Steigende Nachfrage
Offene Immobilienfonds sind wieder begehrt

Fondsschließungen, Spekulationen über den möglichen Abschreibungsbedarf - noch Anfang des Jahres sah es so aus, als ob offene Immobilienfonds so ziemlich das letzte seien, was ein Anleger im Depot haben sollte. Mittlerweile hat sich die Lage jedoch wieder beruhigt, per saldo verzeichnen die 26 beim Branchenverband BVI registrierten Angebote wieder monatliche Zuflüsse in dreistelliger Millionenhöhe.

HB HAMBURG. "Das ist erst der Anfang", prophezeit Patrick Schultz vom Münchener Bankhaus Reuschel & Co. Dabei setzt Schultz, der zusammen mit Stefan Thomas-Barein den bei DJE Investment aufgelegten Immobilien-Dachfonds DJE Real Estate betreut, vor allem auf die Wirkung des zum 1. Januar 2007 drastisch reduzierten Sparerfreibetrags. "Da ein großer Teil der Ausschüttungen steuerfrei bleibt, sind offene Immobilienfonds gegenüber Rentenfonds dann für viele Anleger die bessere Alternative", sagt der Reuschel-Manager.

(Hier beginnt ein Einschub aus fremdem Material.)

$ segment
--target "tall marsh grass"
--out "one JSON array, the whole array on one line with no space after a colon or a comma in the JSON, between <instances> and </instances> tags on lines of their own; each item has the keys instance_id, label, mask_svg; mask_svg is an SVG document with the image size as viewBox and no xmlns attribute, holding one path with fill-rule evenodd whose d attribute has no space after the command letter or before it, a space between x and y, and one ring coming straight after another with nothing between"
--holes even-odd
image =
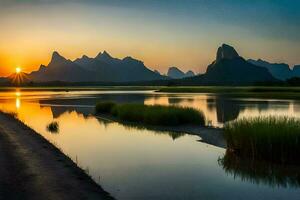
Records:
<instances>
[{"instance_id":1,"label":"tall marsh grass","mask_svg":"<svg viewBox=\"0 0 300 200\"><path fill-rule=\"evenodd\" d=\"M148 125L205 125L202 112L186 107L103 102L96 105L96 113Z\"/></svg>"},{"instance_id":2,"label":"tall marsh grass","mask_svg":"<svg viewBox=\"0 0 300 200\"><path fill-rule=\"evenodd\" d=\"M242 118L225 125L229 150L250 159L300 164L300 119Z\"/></svg>"}]
</instances>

Mit ihrem eigenen Fonds investieren Schultz und Thomas-Barein zu mindestens 60 Prozent in offene Immobilienfonds; Immobilienaktien und Real Estate Investment Trusts (Reits) sowie darauf spezialisierte Fonds dürfen zusammen bis zu 40 Prozent ausmachen. Eine auf dem deutschen Markt "einzigartige Mischung", wie Schultz betont. Und eine erfolgreiche dazu: Mit einem Wertzuwachs von 5,51 Prozent belegt der DJE Real Estate im jüngsten Zwölf-Monats-Vergleich von 69 konservativ ausgerichteten Dachfonds Rang zwei. "Wir streben eine Rendite an, die zwischen fünf und acht Prozent liegt", erläutert Schultz.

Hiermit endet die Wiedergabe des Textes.